Definition: Inability to decide.

The fourth most popular resolution is not to plan on making new year's resolutions. Take that, 2019.

Not to rain on the parade, but not planning on making a resolution is still a choice. Just ask Jean-Paul Sartre: "In not making a choice you are still choosing not to choose." And you thought you were so cool.

Really, the only way out of this is not to be able to choose at all, not even to choose not choosing, which is a real psychiatric condition called abulia. It is the loss of your free will, an inability to choose. Abulia stems from the Greek, being a combination of alpha privative and boulē or will. (Alpha privative is when you stick an "a" or "an" at the front of the word to negate it, like "atypical" or "abulia.")

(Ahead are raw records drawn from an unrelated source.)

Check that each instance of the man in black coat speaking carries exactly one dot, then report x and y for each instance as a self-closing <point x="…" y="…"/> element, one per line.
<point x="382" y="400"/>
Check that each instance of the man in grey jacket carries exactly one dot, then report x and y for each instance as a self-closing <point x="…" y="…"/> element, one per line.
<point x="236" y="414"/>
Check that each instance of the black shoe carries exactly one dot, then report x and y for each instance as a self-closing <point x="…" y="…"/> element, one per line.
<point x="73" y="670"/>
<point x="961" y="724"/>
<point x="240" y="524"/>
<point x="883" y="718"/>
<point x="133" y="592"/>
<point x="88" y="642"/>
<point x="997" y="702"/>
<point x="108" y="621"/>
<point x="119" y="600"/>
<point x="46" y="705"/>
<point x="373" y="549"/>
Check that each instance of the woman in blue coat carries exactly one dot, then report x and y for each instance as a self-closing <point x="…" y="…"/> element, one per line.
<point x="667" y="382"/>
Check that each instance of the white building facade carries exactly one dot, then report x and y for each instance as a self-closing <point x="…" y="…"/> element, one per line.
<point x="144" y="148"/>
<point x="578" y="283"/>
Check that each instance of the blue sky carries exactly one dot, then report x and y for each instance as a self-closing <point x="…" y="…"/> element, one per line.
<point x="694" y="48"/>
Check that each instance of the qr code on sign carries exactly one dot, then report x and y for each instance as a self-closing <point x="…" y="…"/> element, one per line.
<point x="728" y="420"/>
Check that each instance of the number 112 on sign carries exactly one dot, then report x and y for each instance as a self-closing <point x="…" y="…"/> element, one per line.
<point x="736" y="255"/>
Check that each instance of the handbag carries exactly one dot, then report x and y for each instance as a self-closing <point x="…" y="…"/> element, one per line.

It is unknown whether the term actually existed in Ancient Greek, and, even if it did, it likely had a different meaning. A German physician, Johann Christian August Heinroth, has the first recorded use of the word in his 1818 medical textbook on the disorders of mental life.

In the textbook's fourth chapter, Heinroth reports that patients suffering from abulia were all observed to respond to the question, "What's your New Year's resolution?" in the same way: "Ich kann nicht einmal." This phrase roughly translates to "I can't even," and it provides a perfect slogan for the year that was 2018.